The Australian Border Force and the Infocomm Media Development Authority of Singapore successfully ran a blockchain trial to test the interoperability of two digital verification systems, the agencies said Aug. 18. The trial tested the ABF's Intergovernmental Ledger and IMDA's TradeTrust reference implementation and proved that trade documents can be issued and verified digitally across the two platforms, they said. The Australia-Singapore Digital Economy Agreement provided the mandate for the trial, which sought to make cross-border trade simpler between the two countries. The trial demonstrated the Australian system capability in issuing "high integrity digital trade documents" that can be instantly authenticated, provenance traced, and digitally processed, the agencies said. “QR-codes embedded with unique proofs are inserted into digital Certificates of Origin (COO), enabling immediate verification for authenticity and integrity of the document when scanned or machine-read,” they said.
The Bureau of Industry and Security released a final rule to make technical corrections and clarifications (see 2108110010) to a 2020 rule that transferred export control jurisdiction over certain firearms from the State Department to the Commerce Department. The rule, released Aug. 18 and effective Sept. 20, introduced changes to make the requirements “easier to understand” and “interpreted consistently,” BIS said.

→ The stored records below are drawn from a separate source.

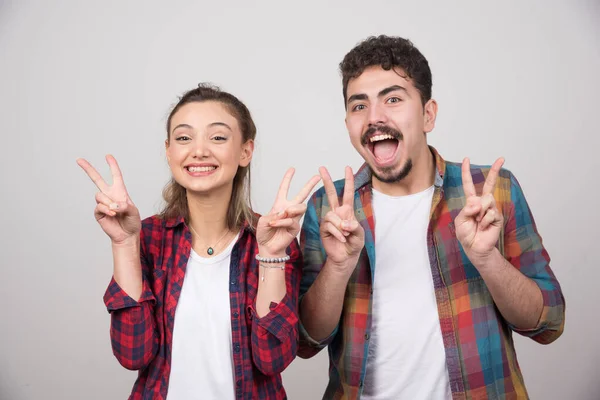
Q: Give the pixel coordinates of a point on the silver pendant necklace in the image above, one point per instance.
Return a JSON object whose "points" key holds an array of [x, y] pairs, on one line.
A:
{"points": [[211, 250]]}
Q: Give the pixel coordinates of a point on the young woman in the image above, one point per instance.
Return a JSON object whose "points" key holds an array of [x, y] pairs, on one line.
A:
{"points": [[203, 299]]}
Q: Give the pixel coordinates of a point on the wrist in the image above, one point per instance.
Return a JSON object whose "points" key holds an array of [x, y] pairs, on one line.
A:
{"points": [[492, 259], [131, 241], [344, 269], [270, 253]]}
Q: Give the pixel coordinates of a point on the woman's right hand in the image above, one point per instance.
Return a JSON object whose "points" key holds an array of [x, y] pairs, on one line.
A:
{"points": [[115, 212]]}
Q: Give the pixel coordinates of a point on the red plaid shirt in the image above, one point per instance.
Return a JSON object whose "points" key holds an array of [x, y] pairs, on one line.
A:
{"points": [[142, 331]]}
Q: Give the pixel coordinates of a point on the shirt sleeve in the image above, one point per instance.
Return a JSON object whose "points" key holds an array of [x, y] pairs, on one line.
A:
{"points": [[314, 259], [275, 335], [133, 334], [525, 251]]}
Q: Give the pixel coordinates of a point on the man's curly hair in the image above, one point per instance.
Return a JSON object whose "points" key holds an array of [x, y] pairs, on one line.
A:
{"points": [[388, 52]]}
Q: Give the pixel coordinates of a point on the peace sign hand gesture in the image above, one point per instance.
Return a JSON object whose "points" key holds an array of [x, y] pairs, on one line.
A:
{"points": [[479, 223], [115, 212], [342, 236], [276, 230]]}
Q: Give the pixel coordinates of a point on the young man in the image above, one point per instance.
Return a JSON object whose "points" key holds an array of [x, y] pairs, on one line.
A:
{"points": [[418, 270]]}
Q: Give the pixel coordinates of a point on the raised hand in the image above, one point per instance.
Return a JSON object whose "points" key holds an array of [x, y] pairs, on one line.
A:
{"points": [[479, 223], [115, 212], [342, 236], [276, 230]]}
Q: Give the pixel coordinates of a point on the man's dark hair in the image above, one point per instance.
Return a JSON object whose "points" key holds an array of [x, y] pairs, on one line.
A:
{"points": [[388, 52]]}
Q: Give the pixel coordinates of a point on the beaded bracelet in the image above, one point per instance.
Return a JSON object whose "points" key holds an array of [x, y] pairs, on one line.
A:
{"points": [[267, 266], [275, 260]]}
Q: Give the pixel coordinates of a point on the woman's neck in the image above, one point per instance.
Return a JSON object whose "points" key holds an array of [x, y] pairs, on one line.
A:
{"points": [[208, 214]]}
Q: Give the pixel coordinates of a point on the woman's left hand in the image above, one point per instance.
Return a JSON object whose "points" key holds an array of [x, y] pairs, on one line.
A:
{"points": [[277, 229]]}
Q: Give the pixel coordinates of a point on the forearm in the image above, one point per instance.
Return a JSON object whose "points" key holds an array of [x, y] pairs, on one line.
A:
{"points": [[518, 298], [127, 267], [321, 306], [271, 284]]}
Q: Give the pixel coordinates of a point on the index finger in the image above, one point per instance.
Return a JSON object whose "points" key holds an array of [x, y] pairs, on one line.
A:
{"points": [[329, 188], [348, 198], [114, 169], [468, 186], [490, 182], [307, 189], [93, 174]]}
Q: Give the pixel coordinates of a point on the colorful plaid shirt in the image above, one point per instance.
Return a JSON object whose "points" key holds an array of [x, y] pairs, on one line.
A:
{"points": [[142, 331], [480, 354]]}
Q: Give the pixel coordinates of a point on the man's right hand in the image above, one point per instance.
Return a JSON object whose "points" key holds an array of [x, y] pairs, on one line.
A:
{"points": [[342, 236]]}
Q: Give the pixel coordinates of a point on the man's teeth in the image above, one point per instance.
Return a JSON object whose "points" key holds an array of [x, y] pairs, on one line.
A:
{"points": [[378, 138], [201, 169]]}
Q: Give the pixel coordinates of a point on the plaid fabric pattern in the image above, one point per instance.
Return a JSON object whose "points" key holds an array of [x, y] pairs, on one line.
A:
{"points": [[142, 332], [480, 355]]}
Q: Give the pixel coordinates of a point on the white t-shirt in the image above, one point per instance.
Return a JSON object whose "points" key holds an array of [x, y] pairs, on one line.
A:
{"points": [[202, 357], [406, 358]]}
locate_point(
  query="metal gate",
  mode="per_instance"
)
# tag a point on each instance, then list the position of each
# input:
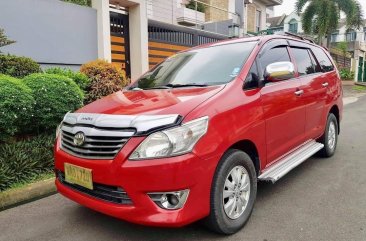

Mexico recently suspended certain trade relief measures originally introduced to mitigate the impacts of the COVID-19 pandemic, KPMG said Aug. 16. They included measures to support the manufacturing industry, export services and rules for refunds of import taxes to exporters. During the suspension period, KPMG said “any days remaining will be considered to be ‘non-business days,’ so that any unexpired limitations period will be tolled and will not be triggered or to begin to run again until the first business day following the day the suspension ends, and at that time, the deadlines of any processes that have been paused will resume.” The suspension is in effect for 30 business days after Aug. 12.